Regex Match Extractor

When you need every email, URL, or ID buried in a wall of text, a regex is the fastest tool — but reading them off a highlighted match view is tedious. This extractor runs your pattern and gives you just the matches, one per line, ready to copy. Choose whole matches or a specific capture group, with options to sort and remove duplicates.

How to use the Regex Match Extractor

Enter a pattern, paste your text, and the matches appear on the right immediately, one per line, with a live count. Toggle ignore case and multiline as needed. If your pattern has capture groups, pick which one to output — Whole match returns the full hit, while Group 1/2/3 returns just that captured part, which is handy for pulling, say, only the domain out of an email or the ID out of a longer string.

Unique removes duplicate results (on by default, since extraction usually wants a distinct set), and sort orders them alphabetically. The default example extracts email addresses and, with unique on, collapses the repeated address into a single entry. Use Copy list to grab everything at once.

The pattern is matched globally with your browser's own regex engine. Nothing is uploaded, so it is safe to extract data from internal logs, exports, or documents.

Extracting data with regular expressions

Extraction is one of the most practical uses of regular expressions. Instead of testing whether text matches a pattern, you scan the whole input and collect every place it does. A global match walks through the string and returns each hit in order, which turns an unstructured blob — a log file, an email thread, a scraped page, a CSV cell — into a tidy list of just the parts you care about. Common targets are email addresses, URLs, IP addresses, phone numbers, hashtags, ticket IDs, and numeric values.

Capture groups make extraction sharper.
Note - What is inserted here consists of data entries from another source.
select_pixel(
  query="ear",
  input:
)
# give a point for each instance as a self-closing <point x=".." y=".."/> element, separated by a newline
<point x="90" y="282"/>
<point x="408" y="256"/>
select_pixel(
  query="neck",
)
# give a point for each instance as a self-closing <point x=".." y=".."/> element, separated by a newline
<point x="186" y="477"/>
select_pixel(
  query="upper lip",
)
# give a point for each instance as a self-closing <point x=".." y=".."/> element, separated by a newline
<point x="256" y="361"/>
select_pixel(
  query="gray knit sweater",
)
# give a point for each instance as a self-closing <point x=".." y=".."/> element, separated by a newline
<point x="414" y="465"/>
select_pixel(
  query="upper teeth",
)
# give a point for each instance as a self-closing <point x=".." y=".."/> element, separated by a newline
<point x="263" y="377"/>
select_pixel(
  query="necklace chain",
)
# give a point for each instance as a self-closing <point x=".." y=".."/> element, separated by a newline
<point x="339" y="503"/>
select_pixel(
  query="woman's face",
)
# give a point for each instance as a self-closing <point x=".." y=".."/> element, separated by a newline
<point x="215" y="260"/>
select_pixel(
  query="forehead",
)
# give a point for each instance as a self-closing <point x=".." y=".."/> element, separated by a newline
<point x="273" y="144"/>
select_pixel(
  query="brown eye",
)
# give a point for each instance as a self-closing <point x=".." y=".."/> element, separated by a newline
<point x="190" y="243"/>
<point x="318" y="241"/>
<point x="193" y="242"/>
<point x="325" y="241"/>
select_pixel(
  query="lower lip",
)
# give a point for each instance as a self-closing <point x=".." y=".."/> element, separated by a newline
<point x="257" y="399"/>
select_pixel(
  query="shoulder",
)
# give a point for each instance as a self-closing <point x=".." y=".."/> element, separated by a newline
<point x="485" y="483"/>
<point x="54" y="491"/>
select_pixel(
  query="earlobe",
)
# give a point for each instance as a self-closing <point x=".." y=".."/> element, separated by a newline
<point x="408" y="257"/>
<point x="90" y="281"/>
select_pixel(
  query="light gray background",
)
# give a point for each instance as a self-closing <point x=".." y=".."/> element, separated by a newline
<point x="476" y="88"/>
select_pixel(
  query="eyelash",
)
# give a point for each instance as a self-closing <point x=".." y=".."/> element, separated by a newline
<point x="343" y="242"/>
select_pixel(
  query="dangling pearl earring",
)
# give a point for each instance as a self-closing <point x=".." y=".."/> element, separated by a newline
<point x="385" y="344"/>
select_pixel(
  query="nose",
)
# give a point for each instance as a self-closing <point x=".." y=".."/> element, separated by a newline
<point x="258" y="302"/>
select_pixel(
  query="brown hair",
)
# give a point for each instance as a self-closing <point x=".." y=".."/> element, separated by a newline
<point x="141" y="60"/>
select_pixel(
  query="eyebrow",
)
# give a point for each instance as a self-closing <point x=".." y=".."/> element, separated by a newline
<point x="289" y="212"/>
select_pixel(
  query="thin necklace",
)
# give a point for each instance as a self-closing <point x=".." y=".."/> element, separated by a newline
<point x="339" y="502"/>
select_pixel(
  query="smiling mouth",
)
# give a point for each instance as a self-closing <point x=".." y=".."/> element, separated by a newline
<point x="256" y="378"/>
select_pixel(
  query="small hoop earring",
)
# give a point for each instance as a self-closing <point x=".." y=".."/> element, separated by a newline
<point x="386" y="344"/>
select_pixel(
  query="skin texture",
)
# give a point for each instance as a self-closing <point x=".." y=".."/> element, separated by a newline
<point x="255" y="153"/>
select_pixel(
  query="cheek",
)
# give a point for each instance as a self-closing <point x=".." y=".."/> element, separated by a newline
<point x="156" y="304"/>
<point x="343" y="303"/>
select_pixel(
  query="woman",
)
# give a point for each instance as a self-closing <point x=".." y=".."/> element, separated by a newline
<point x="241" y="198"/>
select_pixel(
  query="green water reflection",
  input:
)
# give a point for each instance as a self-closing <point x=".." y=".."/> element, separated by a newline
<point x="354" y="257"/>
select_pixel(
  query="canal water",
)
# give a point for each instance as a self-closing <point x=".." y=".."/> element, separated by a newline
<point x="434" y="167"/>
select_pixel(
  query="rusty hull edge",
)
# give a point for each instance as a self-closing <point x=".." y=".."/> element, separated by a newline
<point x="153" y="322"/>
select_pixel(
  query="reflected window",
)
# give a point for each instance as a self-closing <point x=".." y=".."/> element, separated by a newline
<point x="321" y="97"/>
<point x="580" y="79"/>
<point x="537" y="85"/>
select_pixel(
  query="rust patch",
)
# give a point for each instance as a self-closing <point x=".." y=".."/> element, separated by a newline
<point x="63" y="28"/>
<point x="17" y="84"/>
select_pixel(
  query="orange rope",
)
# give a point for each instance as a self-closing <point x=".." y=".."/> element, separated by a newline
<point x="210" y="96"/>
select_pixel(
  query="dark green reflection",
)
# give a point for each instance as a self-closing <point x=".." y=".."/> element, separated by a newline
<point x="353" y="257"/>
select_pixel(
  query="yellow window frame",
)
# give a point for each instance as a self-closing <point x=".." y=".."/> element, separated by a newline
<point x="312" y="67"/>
A pattern can match a broad context but capture only the piece you want: match href="(...)" across a page and output group 1 to get just the URLs, or match a key-value line and capture the value. Choosing the group to emit means you do not have to post-process the results to trim away surrounding text. That is why this tool lets you select which group becomes the output line.

Two refinements turn raw matches into usable data: deduplication and sorting. Real text repeats things — the same address, the same domain — so a distinct set is usually what you actually want, and sorting makes a long list scannable and diff-friendly. Keep in mind that regular expressions are pattern matchers, not parsers: they are perfect for well-shaped tokens like emails and IDs, but for deeply nested structures such as HTML or JSON a real parser is safer. For the everyday job of pulling repeated tokens out of text, a global regex with a capture group is hard to beat.

Common use cases

  • Harvesting contacts. Pull every email address or phone number out of a document or export into a clean list.
  • Collecting URLs. Extract all links from HTML or text, optionally capturing just the domain or path.
  • Mining logs. Grab all IDs, IPs, timestamps, or error codes that match a pattern for further analysis.
  • Building datasets. Turn messy source text into a sorted, deduplicated column ready to paste into a spreadsheet.

Frequently asked questions

How do I extract only part of each match?

Add a capture group to your pattern and select Group 1, 2, or 3 as the output. The tool then emits just that captured substring instead of the whole match.

Does it remove duplicates?

Yes, when the Unique option is on (the default). It keeps the first occurrence of each distinct result. Turn it off to keep every match including repeats.

Why are some expected matches missing?

Check case sensitivity and the multiline flag, and confirm your pattern is not too strict. Extraction always runs globally, so every non-overlapping match in the text is returned.

Can I extract from HTML reliably?

For simple tokens like URLs or attributes, yes. For nested or malformed HTML structure, a real parser is more robust — regex is best for well-shaped patterns.